CVT merupakan sebuah sistem penggerak mesin pada motor matic. Seperti diketahui, CVT berhubungan langsung dengan ban motor dan bertugas meneruskan laju putaran yang berasal dari mesin sampai ke roda.Itu sebabnya, komponen CVT kerap menjadi sasaran utama modifikasi bagi pengguna motor matic yang ingin meningkatkan performa supaya laju motor lebih halus dan tarikannya semakin ringan.

Meski begitu, komponen ini juga bisa ‘menderita penyakit’ yang salah satunya adalah selip. Penyebab CVT motor matic mengalami selip setidaknya ada lima faktor. Berikut penjabaran selengkapnya.

  • Kopling aus

Kopling pada CVT sepeda motor bisa mengalami keausan seiring usia pakai. Kopling aus dapat menyebabkan slip akibat hubungan mesin dan transmisi tidak optimal, sehingga motor terasa tidak bertenaga.

  • V-Belt aus atau tegang

V-belt pada CVT sepeda motor berperan penting dalam transfer daya. Jika V-belt aus atau terlalu longgar, itu bisa menyebabkan selip karena daya cengkram pada pulley tidak maksimal.

  • Roller aus

Dalam sebuah rangkaian CVT, roller akan memengaruhi diameter Drive Pulley terhadap RPM mesin dengan mengandalkan gaya sentrifugal (manjauhi pusat putaran). Sementara Driven Pulley menggunakan bantuan pegas yang akan merespon perubahan diameter pada Driven Pulley.

Gaya sentrifugal yang dihasilkan roller ini akan mendorong roller ke arah luar dan akan membuat lingkar drive belt pada Driven Pulley semakin melebar atau bisa dikatakan diameter Driven Pulley semakin melebar. Jika kondisi roller sudah aus atau rusak, maka roller tidak akan berfungsi dengan baik sehingga berpotensi transmisi daya menjadi tidak maksimal.

  • Kotoran di CVT

Kotoran yang menumpuk di dalam CVT bisa meningkatkan keausan pada komponen CVT dan membuat CVT slip. Karena itu servis CVT wajib dilakukan secara rutin.

  • Kebocoran oli

Salah satu penyebab CVT slip adalah akibat adanya kebocoran oli yang masuk ke area CVT. Kebocoran bisa terjadi dari oli mesin dan oli gardan.

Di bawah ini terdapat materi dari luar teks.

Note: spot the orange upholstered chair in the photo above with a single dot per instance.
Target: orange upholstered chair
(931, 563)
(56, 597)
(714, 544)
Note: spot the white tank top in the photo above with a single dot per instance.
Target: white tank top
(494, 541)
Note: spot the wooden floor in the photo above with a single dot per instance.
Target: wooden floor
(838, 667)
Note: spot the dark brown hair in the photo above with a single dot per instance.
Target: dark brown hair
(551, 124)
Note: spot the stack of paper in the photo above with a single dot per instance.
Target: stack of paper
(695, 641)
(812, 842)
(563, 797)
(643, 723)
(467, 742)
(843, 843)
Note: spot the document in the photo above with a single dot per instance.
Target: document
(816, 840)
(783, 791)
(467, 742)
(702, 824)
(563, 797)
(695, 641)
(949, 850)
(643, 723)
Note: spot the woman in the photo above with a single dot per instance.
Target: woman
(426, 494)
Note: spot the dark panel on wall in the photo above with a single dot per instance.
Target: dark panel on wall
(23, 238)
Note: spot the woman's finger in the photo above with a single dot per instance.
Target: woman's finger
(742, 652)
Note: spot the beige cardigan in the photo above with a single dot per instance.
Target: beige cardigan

Oli mesin yang masuk dari area kruk as biasanya akibat seal kruk as yang berada di pulley depan sudah aus. Saat terjadi kebocoran tersebut, oli mengenai bagian pulley serta v-belt sehingga membuat CVT slip.

Sementara kebocoran oli dari gardan bisa diakibatkan oleh o-ring crankcase di dekat pulley belakang. Kebocoran ini pun bisa mengakibatkan CVT slip.

Mekanik Astra Motor Yukum Jaya, Eko Restu Prayitno menjelaskan penyebab dari CVT motor matic slip. Menurutnya, ada beberapa penyebab yang bikin v-belt motor matic slip. “Penyebab CVT motor matic slip itu paling utama akibat ada oli yang masuk ke area CVT,” terang Eko Restu Prayitno. “Oli yang masuk ke CVT ini bisa ada dua penyebabnya, bisa oli mesin bisa juga dari oli gardan,” imbuhnya.